Treatment might include antidepressants. These will help with rebalancing the levels of neurotransmitters in your brain. Increasing neurotransmitters that may be depleted helps stimulate synapses making up for the reduced levels. This helps restore our brain activity to a 'normal level'. Over time, antidepressants serve to repair broken connections in the brain through neuroplasticity. When we're under a great deal of stress, our brains produce adrenaline in an attempt to run from or fight off any dangers. Reliving trauma can engage in adrenaline production, meaning that a PTSD survivor suffers from an overproduction of adrenaline. This surplus of hormones serves to raise heartbeats, fuel anxiety and keep the sufferer on edge for a prolonged time. Lowering these chemicals is essential as part of the treatment process. 

Therapy

Alongside medication, many sufferers may require counselling. This could be talking therapy surrounding coming to terms with the incident. Unpicking the complex emotions surrounding trauma can take a very long time. A qualified therapist will know the types of questions to ask to help you come to an understanding of your condition.
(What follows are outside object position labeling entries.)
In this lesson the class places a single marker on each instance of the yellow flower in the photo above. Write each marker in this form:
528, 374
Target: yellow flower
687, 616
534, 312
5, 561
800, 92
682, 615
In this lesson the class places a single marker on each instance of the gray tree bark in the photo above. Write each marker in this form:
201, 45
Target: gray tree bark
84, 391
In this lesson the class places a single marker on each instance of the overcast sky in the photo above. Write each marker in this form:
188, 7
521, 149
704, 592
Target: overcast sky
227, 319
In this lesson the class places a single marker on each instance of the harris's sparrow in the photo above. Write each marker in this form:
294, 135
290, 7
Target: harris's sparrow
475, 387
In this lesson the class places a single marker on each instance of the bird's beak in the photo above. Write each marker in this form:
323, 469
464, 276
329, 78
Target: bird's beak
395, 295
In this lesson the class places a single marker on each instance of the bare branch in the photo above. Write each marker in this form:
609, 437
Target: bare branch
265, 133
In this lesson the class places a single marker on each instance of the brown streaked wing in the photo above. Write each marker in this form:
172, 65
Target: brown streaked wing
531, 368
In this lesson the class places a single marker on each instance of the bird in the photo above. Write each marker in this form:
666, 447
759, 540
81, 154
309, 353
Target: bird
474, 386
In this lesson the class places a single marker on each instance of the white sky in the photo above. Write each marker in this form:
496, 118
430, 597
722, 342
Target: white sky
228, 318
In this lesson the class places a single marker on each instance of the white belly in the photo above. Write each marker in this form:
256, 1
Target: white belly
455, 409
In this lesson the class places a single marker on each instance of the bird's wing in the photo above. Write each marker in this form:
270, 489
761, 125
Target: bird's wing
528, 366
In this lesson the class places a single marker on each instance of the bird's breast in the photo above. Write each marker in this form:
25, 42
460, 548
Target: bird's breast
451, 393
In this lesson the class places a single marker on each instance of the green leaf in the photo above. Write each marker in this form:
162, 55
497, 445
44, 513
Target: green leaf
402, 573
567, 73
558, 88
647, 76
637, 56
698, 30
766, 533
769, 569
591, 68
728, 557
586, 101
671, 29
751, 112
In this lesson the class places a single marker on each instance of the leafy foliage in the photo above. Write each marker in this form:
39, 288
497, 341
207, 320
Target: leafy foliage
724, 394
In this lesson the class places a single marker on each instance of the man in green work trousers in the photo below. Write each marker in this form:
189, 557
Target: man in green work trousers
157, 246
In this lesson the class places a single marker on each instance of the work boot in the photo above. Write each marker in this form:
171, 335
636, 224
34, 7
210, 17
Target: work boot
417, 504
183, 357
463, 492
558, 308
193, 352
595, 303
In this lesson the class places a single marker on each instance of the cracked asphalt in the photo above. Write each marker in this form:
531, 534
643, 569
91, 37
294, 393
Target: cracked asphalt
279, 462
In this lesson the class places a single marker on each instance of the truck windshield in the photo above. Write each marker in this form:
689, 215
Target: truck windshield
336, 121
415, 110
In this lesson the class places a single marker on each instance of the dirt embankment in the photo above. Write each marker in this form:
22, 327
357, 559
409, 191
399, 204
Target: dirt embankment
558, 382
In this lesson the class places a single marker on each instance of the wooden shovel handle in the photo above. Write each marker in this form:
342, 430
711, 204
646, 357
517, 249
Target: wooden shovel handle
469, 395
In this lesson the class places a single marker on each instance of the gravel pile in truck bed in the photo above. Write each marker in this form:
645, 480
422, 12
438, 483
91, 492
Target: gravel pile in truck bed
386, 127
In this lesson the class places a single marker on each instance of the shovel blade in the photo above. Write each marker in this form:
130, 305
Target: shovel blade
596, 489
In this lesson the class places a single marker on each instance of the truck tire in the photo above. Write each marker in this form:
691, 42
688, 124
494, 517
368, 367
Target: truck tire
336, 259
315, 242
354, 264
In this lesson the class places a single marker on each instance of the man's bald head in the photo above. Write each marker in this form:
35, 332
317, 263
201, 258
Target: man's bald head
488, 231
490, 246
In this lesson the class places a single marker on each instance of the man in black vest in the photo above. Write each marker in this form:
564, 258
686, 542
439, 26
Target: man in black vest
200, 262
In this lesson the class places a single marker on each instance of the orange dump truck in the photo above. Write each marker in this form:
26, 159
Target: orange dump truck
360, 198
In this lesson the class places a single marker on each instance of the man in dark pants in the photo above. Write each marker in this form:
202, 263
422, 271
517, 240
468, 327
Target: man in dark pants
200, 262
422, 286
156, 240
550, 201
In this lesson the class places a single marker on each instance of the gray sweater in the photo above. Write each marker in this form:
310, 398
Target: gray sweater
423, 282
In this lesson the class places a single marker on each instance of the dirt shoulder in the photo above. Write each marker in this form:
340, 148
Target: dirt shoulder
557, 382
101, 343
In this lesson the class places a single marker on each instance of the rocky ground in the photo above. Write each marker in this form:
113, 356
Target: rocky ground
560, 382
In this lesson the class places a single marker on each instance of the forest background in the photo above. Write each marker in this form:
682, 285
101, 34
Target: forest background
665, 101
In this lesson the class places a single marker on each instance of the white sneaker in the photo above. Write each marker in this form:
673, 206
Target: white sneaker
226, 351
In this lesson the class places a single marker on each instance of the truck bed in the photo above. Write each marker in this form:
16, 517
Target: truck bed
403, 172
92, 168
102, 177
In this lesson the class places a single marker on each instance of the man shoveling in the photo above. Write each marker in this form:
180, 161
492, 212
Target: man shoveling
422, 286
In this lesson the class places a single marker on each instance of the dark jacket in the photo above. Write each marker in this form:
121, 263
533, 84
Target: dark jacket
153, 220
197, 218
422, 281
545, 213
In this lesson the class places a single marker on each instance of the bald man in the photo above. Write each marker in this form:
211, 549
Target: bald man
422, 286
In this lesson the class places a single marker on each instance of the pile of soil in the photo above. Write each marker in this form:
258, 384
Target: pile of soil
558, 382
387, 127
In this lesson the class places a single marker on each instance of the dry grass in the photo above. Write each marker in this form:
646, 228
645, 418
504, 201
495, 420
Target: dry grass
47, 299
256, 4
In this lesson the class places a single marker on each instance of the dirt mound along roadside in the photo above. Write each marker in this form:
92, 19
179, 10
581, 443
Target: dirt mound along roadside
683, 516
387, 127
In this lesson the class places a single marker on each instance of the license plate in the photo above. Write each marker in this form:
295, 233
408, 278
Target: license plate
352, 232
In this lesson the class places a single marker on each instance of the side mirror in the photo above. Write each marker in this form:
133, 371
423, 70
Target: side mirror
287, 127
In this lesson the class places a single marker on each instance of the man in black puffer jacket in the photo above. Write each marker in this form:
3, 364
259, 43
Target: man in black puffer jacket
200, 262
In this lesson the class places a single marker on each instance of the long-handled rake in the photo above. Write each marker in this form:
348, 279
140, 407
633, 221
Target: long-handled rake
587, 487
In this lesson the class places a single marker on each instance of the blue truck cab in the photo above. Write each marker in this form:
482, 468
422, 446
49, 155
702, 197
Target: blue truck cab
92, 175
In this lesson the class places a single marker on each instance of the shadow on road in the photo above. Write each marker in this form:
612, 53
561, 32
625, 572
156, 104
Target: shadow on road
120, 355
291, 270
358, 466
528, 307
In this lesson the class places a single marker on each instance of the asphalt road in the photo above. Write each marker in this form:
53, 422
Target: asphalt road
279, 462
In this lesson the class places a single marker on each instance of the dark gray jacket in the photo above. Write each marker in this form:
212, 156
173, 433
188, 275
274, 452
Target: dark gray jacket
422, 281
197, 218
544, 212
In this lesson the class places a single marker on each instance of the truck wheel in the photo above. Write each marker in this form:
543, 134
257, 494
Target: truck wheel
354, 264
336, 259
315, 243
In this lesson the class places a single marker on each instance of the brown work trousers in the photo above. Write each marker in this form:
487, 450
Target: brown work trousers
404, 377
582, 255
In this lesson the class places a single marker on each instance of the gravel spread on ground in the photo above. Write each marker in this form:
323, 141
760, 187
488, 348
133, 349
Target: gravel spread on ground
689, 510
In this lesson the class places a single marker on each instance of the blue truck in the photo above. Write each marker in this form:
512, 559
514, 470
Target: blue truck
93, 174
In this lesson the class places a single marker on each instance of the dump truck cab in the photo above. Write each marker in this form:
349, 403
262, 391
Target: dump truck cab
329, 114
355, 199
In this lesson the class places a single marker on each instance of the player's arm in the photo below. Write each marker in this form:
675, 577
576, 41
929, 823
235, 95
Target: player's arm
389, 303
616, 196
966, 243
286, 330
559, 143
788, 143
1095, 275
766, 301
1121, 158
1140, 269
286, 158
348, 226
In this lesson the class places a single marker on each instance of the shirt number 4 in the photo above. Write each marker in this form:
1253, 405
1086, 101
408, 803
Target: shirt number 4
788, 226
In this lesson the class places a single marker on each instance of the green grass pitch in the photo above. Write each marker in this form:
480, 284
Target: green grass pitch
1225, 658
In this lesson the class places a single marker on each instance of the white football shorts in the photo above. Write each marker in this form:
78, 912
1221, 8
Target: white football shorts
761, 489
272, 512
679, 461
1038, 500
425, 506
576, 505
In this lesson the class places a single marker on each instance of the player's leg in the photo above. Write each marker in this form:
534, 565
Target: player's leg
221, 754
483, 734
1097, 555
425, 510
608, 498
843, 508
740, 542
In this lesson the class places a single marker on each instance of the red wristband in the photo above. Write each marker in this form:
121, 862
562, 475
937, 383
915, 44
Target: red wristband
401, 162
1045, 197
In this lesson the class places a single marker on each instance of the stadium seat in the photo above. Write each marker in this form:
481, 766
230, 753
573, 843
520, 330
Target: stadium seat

They may provide you with reading or exercises to do outside of sessions. It is vital to engage with any therapeutic activities set out, as they are designed to aid your recovery. Often, though progress can be slow and you may not notice the changes. There may be a feeling that you are wasting time, and will feel like stopping. Stick with it, it is a very gradual process, but it is beneficial in the long run.

You may be offered cognitive behavioural therapy. This type of counselling will look at the ways you think and do things and will look at changing your mindset to help you deal with situations better. It is particularly useful for breaking out of patterns of thought and behaviour that may be destructive.